Amid all the traffic was a backpacker, hiking Highway 89 and holding a yellow piece of paper scrawled with the word "Livingston."
One way or another, tourists and travelers were leaving town.
At the park's entrance, under the Roosevelt Arch, Don and Judy Adams stood outside their Honda trying to decide what to do.
"We're just heart-broken," Judy Adams said.
The couple is from Winchester, Va., and had been traveling through the Pacific Northwest for last two weeks, visiting Redwoods National Park and the Oregon coast.
Their final destination was going to be Yellowstone.
They arrived to Gardiner at about 5 p.m. on Monday and were able to get down to Old Faithful before heading back out.
"At least we saw the sunset," she said.
Allen Yang and Soon Lee weren't so lucky.
The pair are from California and had with them relatives from Taiwan. They've been planning this trip for years. Lee, an avid fly fisherman, was going to spend the week fishing.
"Very shameful that the government would do this," Yang said.
Then he pointed to his relatives.
"It hurts them even more. They had to pay a lot to get here," he said.
Park Superintendent Dan Wenk was sympathetic. But there's little he can do.
"When you have a lapse in appropriations you have to take those measures to protect the park," he said.
He was at Mammoth Hot Springs, the park's headquarters on Tuesday, talking to park visitors who were preparing to leave. He even delivered a few furlough papers for employees to sign.
The shutdown, he said, will be felt in Yellowstone and in the surrounding communities.
The parks sees about 60,000 visitors to the park during a typical first week of October, Wenk said. Those visitors bring in about $175,000 in entrance fees for the week.
Businesses in the communities around the park pull in about $15 million in the month of October. Depending on how long the shutdown lasts, those towns will bear much of the impact, he said.
At the park itself, about five of every six park staff members will be furloughed.

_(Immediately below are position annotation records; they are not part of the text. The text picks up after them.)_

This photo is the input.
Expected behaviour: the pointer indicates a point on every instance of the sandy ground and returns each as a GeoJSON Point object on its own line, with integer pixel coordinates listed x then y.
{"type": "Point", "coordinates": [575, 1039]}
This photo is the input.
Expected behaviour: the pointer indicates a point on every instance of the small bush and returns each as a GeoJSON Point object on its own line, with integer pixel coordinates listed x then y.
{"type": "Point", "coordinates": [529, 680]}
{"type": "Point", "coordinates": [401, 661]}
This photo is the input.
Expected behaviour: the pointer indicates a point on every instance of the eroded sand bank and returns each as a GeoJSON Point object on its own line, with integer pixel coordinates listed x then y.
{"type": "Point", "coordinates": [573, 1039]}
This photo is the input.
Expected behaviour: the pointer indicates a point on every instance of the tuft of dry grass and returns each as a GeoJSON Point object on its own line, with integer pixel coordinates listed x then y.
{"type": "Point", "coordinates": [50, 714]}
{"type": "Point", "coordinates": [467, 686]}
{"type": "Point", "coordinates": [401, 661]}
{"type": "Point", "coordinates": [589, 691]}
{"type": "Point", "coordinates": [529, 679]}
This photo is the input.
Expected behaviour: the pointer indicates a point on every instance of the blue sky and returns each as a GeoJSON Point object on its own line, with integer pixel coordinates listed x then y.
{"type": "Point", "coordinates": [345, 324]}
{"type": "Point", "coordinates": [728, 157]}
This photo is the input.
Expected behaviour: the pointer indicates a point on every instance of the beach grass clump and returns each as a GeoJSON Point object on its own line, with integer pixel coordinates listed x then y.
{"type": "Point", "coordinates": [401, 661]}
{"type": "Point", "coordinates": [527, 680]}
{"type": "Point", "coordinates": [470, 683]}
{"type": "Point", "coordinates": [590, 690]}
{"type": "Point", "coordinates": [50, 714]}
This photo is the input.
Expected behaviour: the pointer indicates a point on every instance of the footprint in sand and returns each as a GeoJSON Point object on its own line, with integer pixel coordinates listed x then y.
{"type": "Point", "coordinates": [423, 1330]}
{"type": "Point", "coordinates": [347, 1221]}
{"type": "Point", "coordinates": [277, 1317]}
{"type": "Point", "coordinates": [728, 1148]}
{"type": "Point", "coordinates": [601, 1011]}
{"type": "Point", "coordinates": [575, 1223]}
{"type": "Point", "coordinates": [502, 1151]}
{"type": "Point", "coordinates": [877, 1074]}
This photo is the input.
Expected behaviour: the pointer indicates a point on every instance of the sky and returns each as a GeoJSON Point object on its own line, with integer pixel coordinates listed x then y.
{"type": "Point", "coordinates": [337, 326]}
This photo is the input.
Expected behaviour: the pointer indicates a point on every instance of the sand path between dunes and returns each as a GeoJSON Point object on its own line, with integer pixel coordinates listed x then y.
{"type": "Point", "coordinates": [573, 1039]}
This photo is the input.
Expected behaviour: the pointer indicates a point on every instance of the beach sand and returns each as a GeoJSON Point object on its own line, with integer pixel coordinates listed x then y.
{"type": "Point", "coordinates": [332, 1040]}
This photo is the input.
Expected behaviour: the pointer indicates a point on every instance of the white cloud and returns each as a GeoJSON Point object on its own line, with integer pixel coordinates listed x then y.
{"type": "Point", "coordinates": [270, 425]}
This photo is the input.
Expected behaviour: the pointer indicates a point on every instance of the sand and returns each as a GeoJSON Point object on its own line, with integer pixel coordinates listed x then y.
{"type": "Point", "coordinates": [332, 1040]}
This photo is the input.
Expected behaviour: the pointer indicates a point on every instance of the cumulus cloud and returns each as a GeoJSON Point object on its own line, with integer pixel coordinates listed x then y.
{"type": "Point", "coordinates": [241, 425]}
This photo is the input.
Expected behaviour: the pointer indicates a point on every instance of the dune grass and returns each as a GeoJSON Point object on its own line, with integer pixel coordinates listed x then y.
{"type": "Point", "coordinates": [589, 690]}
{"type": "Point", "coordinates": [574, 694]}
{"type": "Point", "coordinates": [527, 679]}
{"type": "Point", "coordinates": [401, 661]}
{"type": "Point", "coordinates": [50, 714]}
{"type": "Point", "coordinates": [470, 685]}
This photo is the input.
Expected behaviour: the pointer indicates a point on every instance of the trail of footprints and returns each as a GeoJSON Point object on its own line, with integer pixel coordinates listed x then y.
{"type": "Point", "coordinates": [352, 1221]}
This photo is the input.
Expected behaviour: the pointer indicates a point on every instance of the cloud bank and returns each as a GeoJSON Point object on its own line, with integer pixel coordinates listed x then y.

The park will keep on hand the staff necessary to maintain vulnerable and valuable attractions, he said.
With the shutdown, traffic across the park will be restricted, Wenk said.
Back at the Roosevelt Arch, a tour bus of Chinese and Indian tourists sat idling while its passengers posed for photos in front of the park sign.
"People are really angry about this," said tour member Michael Gao.
He said his group was on the fourth day of a seven-day tour of western states that began in California. Yellowstone was supposed to be the highlight, the grand finale.
"They didn't give us any notice," Gao said. "So we don't have any emergency backup plan."
Many from the tour didn't speak fluent English, but when they heard the word "shutdown" they frowned and two men gave the thumbs down sign.
Not locked out
Residents of Cooke City and Silver Gate, towns that in the winter are only accessible by automobile through the North and Northeast entrances to Yellowstone National Park, will still be able to travel through the park despite the government shutdown.
The residents are issued stickers for their cars that allow passage. The park’s North Entrance at Mammoth Hot Springs to the towns is the only winter route open to automobile traffic.
“The gates are being staffed because we still have employees and contractors coming in and out,” said Al Nash, the park’s chief of public affairs. “So it’s not quite as simple as just closing the gates.”
Everyone else, including the private contractors who work at the park — like Xanterra employees — will be restricted to where they work.
If they want to get from one side of the park to the other, "They'll have to go around," Wenk said.